Linux RAID Performance
I won’t discuss the different RAID types, but rather refer you to Wikipedia for that1. For using software RAID under Linux, I recommend this documentation2. We’ll focus on performance since that’s our topic here. RAID 0 is the most performant of all RAID types, but it obviously has data security issues if a disk fails.
The MTBF (Mean Time Between Failure) is also important for RAID systems. This is an estimate of how long the RAID will function properly before a disk is detected as failed.
Chunk Size
The “Chunk size” (or stripe size or element size for some vendors) is the amount of data (in KiB segments) written or read on each device before moving to another segment.
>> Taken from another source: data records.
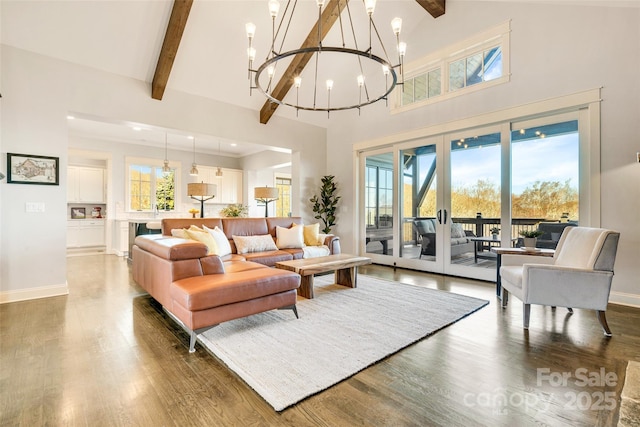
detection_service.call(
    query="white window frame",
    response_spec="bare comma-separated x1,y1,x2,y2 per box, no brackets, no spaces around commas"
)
390,21,511,114
125,157,182,212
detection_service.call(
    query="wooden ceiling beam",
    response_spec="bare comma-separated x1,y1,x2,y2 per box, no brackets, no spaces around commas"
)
151,0,193,100
260,0,349,124
416,0,445,18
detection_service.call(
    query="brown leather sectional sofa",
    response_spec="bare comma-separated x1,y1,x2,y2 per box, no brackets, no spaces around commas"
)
132,217,340,352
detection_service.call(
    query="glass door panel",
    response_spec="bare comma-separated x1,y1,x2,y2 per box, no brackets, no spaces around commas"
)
364,152,394,256
443,129,502,278
400,144,438,262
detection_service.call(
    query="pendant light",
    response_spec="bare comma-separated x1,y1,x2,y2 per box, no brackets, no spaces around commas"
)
216,140,222,178
189,136,198,176
162,133,171,175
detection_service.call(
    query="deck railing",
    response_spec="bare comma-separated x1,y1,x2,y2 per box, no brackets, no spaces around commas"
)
402,217,559,244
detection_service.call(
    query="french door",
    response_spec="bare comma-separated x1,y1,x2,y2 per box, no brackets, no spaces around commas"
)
359,112,588,281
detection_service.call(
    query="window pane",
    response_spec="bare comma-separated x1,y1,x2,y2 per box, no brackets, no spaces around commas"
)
511,120,580,222
449,59,464,92
400,79,413,105
484,46,502,81
276,178,291,216
413,74,427,102
429,68,442,98
466,53,482,86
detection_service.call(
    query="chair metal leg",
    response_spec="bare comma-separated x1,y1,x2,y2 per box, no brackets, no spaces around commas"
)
522,304,531,329
278,304,300,319
500,288,509,308
189,331,198,353
598,310,613,337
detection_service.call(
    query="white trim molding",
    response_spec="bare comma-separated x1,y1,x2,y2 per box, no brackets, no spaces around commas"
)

The Round Robin algorithm is used for movement. The chunk size must be an integer multiple of the block size. The larger the chunk size, the faster the write speed for very large data, but inversely slower for small data. If the average size of IO requests is smaller than the chunk size, the request will be placed on a single disk in the RAID, canceling all the advantages of RAID. Reducing the chunk size will split large files into smaller pieces distributed across multiple disks, improving performance. However, the positioning time of the chunks will be reduced. Some hardware does not allow writing until a stripe is complete, eliminating this positioning latency effect.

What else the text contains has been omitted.